Six-month-old babies are severely limited in what they can remember about the objects they see in the world; if you hide several objects from an infant, they will only remember one of those objects with any detail. But a new study, which will be published in an upcoming issue of Psychological Science, a journal of the Association for Psychological Science, finds that when babies "forget" about an object, not all is lost. Researchers used to think that babies less than two years old did not understand that an object continues to exist when it is not currently in the baby's view. But in the mid-1980s, new ways of doing experiments with babies found that they do, in fact, know that objects don't disappear when you're not looking at them -- a concept known as object permanence. But it was still unknown what babies needed to remember about objects in order to remember their existence.
Now Melissa Kibbe, of Johns Hopkins University, and Alan Leslie, of Rutgers University, are working to figure out exactly what it is that babies remember about objects. For the new study, they showed six-month-old babies two objects, a disk and a triangle. Then they hid the objects behind small screens, first one shape, then the other. Earlier research has shown that young babies can remember what was hidden most recently, but have more trouble remembering the first object that was hidden. Once the shapes were hidden, they lifted the screen in front of the first object. Sometimes they showed infants the shape that was hidden there originally, but sometimes it was the other shape, and sometimes the object had vanished completely.

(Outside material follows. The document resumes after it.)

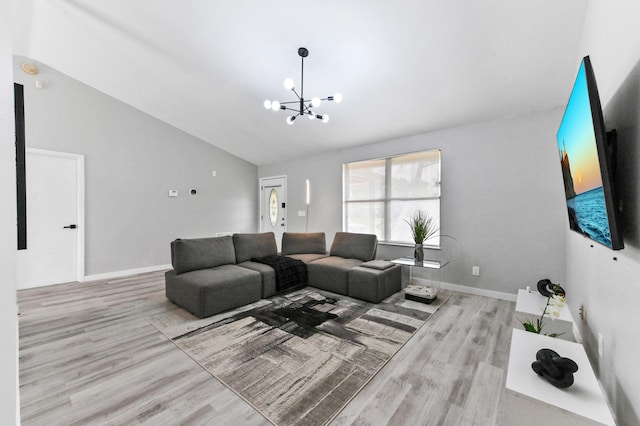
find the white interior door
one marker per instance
(55, 237)
(273, 206)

Psychologists(心理学家) measure how long babies look at something to see how surprised they are. In Kibbe and Leslie's study, babies weren't particularly surprised to see that the shape hidden behind the screen had changed, for example, from a triangle to a disk. But if the object was gone altogether, the babies looked significantly longer, indicating surprise at an unexpected outcome. "This shows that even though infants don't remember the shape of the object, they know that it should continue to exist," Kibbe says. "They remember the object without remembering the features that identify that object."
This helps explain how the young brain processes information about objects, Leslie says. He suspects the brain has a mechanism that acts like a kind of pointer, a mental finger that points at an object. Each finger can only point to one object. "Just like a finger that points to something, you can't tell from the finger itself what the shape of the thing being pointed at is," Leslie says. "You can't tell from looking at my finger whether I'm pointing at a cat or a dog." This study shows that the mechanism in the baby's brain that remembers the object doesn't have to remember much about it.